Nächster Halt Spanien: Auch Esteban Gutierrez bekommt neue Haas-Teile Zoom

Auch Haas-Fahrer Romain Grosjean freut sich über ein Zwischenzeugnis beim Europaauftakt: "Wir können sehen, ob wir in den letzten Rennen einen guten Job gemacht haben." Das Barometer von Barcelona ist allerdings verfälscht, schließlich fanden die Tests vor über zwei Monaten bei Winterwetter statt, was auch dem Haas-Teamchef Steiner bewusst ist: "Wir erwarten ein heißes Wochenende, was sich von den Tests unterscheidet. Die Strecke wird sicherlich anders sein."

In China und Russland kämpften die Piloten mit den Reifen, die nur schwer auf die nötige Betriebstemperatur kamen, wie der Südtiroler erklärt: "Jeder Reifen arbeitet in einem bestimmten Fenster. In Russland, einer Strecke mit wenig Grip und kalten Temperaturen, hatten wir schwer damit kämpfen, diese zum Arbeiten zu bringen. Dank des warmen Wetters in Spanien hoffen wir, dass dies kein Problem mehr sein wird. Aber wir können es nicht genau vorhersagen."

"Je härter die Mischung, desto weniger Grip hast du. Jede Mischung hat seine eigenen Eigenschaften, die man verstehen muss." Romain Grosjean zur neuen Reifenmischung "Hard"

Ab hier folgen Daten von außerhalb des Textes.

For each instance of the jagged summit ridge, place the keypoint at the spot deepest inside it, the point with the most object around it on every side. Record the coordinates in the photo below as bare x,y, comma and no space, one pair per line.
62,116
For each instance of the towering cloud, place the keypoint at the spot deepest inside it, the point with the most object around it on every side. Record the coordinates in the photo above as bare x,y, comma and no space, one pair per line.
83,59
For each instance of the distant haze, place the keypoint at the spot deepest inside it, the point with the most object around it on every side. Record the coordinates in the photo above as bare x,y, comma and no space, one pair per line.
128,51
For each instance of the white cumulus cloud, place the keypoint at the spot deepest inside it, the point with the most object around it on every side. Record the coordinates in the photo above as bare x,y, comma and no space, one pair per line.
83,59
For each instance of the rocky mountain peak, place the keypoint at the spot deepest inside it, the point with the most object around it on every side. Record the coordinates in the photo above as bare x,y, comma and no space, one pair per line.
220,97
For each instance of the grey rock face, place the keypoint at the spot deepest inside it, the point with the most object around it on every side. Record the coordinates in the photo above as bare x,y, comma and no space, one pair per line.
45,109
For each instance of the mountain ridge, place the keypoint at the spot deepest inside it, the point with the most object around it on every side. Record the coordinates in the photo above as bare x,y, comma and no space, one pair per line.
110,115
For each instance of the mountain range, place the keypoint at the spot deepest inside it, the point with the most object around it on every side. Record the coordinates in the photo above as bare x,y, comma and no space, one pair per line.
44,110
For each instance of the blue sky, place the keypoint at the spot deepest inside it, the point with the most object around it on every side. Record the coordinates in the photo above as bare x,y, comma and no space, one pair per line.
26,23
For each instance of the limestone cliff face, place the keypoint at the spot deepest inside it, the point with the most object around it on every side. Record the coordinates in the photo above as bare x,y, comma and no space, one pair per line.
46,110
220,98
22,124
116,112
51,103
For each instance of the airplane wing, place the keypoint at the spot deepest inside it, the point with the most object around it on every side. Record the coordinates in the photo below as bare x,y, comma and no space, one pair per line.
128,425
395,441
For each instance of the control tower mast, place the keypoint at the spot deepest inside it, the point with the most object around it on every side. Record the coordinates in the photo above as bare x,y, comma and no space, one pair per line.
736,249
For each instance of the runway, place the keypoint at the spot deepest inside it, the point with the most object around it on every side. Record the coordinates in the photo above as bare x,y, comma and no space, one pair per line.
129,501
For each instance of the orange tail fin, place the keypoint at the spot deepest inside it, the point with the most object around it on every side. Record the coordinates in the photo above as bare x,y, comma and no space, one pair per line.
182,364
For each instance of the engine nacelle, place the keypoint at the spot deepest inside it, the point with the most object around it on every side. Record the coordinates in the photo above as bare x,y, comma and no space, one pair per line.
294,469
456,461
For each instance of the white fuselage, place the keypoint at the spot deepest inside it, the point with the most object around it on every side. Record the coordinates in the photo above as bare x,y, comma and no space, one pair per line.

Zum erstem Mal in dieser Saison bringt der Formel-1-Reifenlieferant Pirelli die härteste aller Gummimischungen an die Strecke, was den Teamverantwortlichen aber nicht beunruhigt: "Ich glaube nicht, dass es eine Herausforderung ist. Es ist immer nur die Frage, wie man sie einsetzt und wie diese reagieren. Wir werden sie im ersten und zweiten freien Training einsetzen, um zu schauen, ob sie bei uns funktionieren."

Der aktuell WM-Siebte Romain Grosjean sieht die neue Gummimischung gelassen entgegen: "Jede Reifenmischung wird den Autos auf unterschiedliche Weise gerecht. Je härter die Mischung, desto weniger Grip hast du. Jede Mischung hat seine eigenen Eigenschaften, die man verstehen muss, um die Reifen zum Arbeiten zu bringen." Das Team werde verstärkt auf die Medium- und Soft-Reifen setzen. Fahrerisch sei Sektor eins und zwei am schwierigsten, wie der Franzose verrät: "Die langen Kurven belasten den Motor sowie den Hals des Fahrers."

In der Weltmeisterschaft liegen die US-Newcomer auf Platz fünf in der Teamwertung und damit sogar vor renommierten Rennställen wie Toro Rosso. Damit das auch so bleibt, lässt Haas neue Teile nach Barcelona einfliegen. Nachdem in Russland bereits ein neuer Frontflügel im Einsatz war, soll in Spanien ein neuer Heckflügel folgen. Motorenlieferant Ferrari sorgt außerdem für den Ausbau des Antriebs. Für Haas-Teamchef Steiner erst der Anfang: "Wir werden neue Teile einführen, sobald wir das Gefühl haben, dass es uns nach vorne bringt. Alle paar Rennen trudeln bei uns neue Teile aus der Entwicklung ein, so wie es bei jedem anderen Team auch der Fall ist."